The final touch was ERICH WOLFGANG KORNGOLD’S surging and passionate music, which emphasized the intricate relationships inherent in the original novel by Henry Bellamann and retained in Casey Robinson’s fine adaptation.

 

Beginning the short suite is an unexpected interpolation: ERICH KORNGOLD had a most distinctive manner of playing the piano. During a party given for Korngold in 1951 by Ray Heindorf, the head of Warner’s music department, the composer played selections from his work at the piano. Heindorf recorded him on tape, and the suite begins with Korngold’s piano rendition of the main theme from KINGS ROW, and then segues to the actual opening music with full orchestra from the original sound track. There is a short scherzo depicting the children at play in the ice house, and a full, rich statement of the lovely melody associated with Randy (Ann Sheridan) and Drake (Ronald Reagan).

 

3. THE ADVENTURES OF ROBIN HOOD (1938) (15:16)

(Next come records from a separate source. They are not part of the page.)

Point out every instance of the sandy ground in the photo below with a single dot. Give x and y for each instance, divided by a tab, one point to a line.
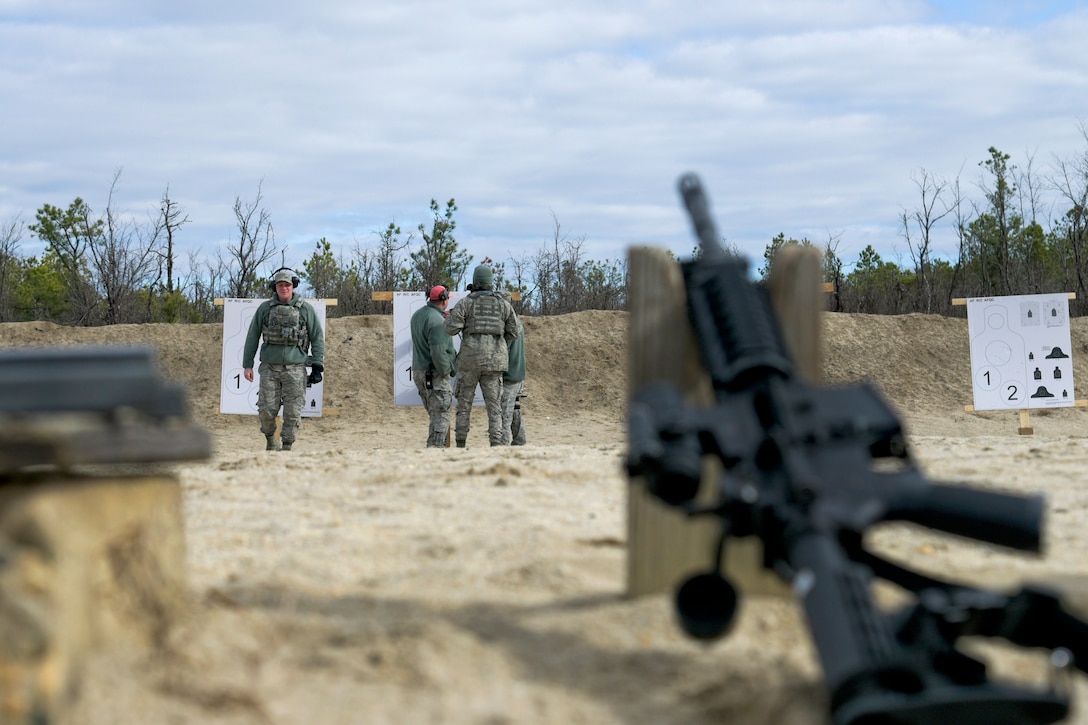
361	578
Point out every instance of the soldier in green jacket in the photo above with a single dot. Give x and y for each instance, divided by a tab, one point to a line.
486	322
292	330
514	382
433	364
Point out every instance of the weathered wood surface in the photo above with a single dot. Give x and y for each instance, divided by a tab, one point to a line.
665	547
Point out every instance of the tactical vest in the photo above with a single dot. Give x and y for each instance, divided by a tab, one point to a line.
486	316
285	327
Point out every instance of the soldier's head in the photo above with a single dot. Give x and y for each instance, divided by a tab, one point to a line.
482	278
283	283
440	296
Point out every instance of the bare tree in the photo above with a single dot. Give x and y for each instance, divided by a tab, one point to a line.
11	234
122	259
256	245
170	220
555	280
917	230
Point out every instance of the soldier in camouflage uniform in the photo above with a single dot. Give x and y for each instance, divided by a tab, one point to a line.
514	381
486	323
291	329
433	364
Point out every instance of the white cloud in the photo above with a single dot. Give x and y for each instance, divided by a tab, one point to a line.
803	118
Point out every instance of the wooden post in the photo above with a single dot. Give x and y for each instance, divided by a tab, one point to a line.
1025	428
665	547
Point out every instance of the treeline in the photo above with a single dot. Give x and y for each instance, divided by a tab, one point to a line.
103	269
1026	234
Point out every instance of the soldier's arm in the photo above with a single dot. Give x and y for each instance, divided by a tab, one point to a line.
252	339
510	329
455	322
317	336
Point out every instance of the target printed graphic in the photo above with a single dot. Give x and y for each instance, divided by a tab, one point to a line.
1020	352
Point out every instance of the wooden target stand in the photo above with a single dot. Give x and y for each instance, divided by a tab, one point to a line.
664	545
1025	427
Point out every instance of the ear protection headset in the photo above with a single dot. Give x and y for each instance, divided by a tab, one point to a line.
294	278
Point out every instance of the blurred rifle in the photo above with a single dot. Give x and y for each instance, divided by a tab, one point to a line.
68	406
807	470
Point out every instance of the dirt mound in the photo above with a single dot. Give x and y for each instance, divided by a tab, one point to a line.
576	363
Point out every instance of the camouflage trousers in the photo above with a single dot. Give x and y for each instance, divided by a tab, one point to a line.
491	383
514	431
439	401
281	385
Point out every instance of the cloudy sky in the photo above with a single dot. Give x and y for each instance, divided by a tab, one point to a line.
810	118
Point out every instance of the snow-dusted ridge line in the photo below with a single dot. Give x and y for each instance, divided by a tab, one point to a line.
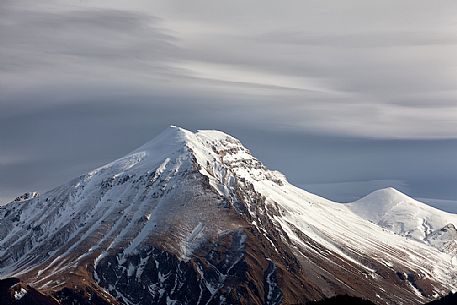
180	189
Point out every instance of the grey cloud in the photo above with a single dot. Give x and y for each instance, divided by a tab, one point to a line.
316	89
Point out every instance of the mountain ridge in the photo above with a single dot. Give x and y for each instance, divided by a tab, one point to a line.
197	212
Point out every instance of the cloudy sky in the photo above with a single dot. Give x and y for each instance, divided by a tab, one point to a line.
344	97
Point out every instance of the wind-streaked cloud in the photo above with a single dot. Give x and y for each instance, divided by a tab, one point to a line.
84	74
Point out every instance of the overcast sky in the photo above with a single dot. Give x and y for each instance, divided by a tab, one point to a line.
341	96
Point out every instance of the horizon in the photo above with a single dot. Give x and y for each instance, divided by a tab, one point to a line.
343	98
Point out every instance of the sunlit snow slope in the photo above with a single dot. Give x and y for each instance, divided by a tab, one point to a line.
194	218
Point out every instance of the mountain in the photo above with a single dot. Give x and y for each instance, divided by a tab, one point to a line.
194	218
405	216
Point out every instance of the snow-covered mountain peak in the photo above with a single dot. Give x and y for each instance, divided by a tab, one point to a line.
401	214
196	212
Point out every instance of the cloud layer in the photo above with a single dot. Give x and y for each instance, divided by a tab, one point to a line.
83	82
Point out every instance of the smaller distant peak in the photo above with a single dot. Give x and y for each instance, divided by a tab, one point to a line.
448	227
388	194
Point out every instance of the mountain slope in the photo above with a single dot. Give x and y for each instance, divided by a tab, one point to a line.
405	216
194	218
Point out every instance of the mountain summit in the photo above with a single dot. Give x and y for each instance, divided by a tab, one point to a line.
194	218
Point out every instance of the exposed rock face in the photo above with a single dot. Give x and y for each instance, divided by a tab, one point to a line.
15	292
194	218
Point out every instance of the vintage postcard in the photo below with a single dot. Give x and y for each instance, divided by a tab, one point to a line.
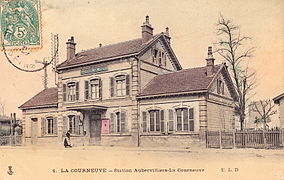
108	89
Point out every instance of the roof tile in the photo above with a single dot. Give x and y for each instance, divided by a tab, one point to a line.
46	97
194	79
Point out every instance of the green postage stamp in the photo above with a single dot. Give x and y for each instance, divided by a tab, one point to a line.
20	24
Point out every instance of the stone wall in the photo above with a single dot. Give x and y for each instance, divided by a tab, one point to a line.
172	141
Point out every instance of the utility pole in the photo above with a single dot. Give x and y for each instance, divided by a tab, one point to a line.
54	55
45	63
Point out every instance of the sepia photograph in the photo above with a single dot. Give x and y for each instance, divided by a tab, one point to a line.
128	89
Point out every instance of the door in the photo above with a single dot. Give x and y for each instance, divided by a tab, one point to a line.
95	129
34	131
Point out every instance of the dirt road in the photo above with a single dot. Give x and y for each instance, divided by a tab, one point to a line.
140	163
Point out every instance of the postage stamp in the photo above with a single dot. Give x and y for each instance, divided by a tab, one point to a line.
20	24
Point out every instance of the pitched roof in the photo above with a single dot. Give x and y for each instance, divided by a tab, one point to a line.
126	48
187	80
277	98
47	97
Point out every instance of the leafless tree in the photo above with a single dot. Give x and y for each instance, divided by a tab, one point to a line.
264	109
231	46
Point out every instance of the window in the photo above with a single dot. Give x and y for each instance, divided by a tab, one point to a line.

One of the most extraordinary blends of dramatic music and visual imagery to come out of Hollywood, THE ADVENTURES OF ROBIN HOOD is truly an endearing and enduring masterpiece of the screen.

 

ERICH WOLFGANG KORNGOLD’S operatic-like score is descriptive music of the highest order and exceptionally appropriate to the subject and its treatment. Korngold composed over a dozen themes for the principal characters and situations – many of which are included in this suite.

 

The opening title music starts with the March of the Merry Men – Robin’s band of outlaws. This rollicking motif melts into a noble and dual theme depicting Robin’s love for Lady Marian (Olivia de Havilland) and his loyalty to King Richard the Lion-Hearted (Ian Hunter). The title music ends with a brief fanfare used to denote Prince John (Claude Rains) and the villainous Norman knights. A short, “old English” interlude to set the scene of a banquet in Nottingham Castle is interrupted by Robin Hood’s entrance – with a deer over his shoulders – into the Main Hall.

 

A major sequence in the film occurs when Robin and his band drop from the trees onto Sir Guy of Gisbourne (Basil Rathbone) and his entourage on horseback in order to save the ransom money for King Richard, who is a prisoner in Austria. A light-hearted feast in Robin’s Sherwood Forest lair follows.

 

The festive and heraldic Archery Tournament fanfares lead up to the scene in which Robin, in disguise, splits his opponent’s arrow with one of his own, thereby winning the tournament.

 

A beautifully developed music structure follows to support a love scene between Robin and Lady Marian at her balcony window on the evening following Robin’s escape from the hangman’s noose.

 

The last selection is the finale to the film Richard has returned to rule, Prince John and his followers are suppressed, and Robin and Marian will presumably live happily ever after.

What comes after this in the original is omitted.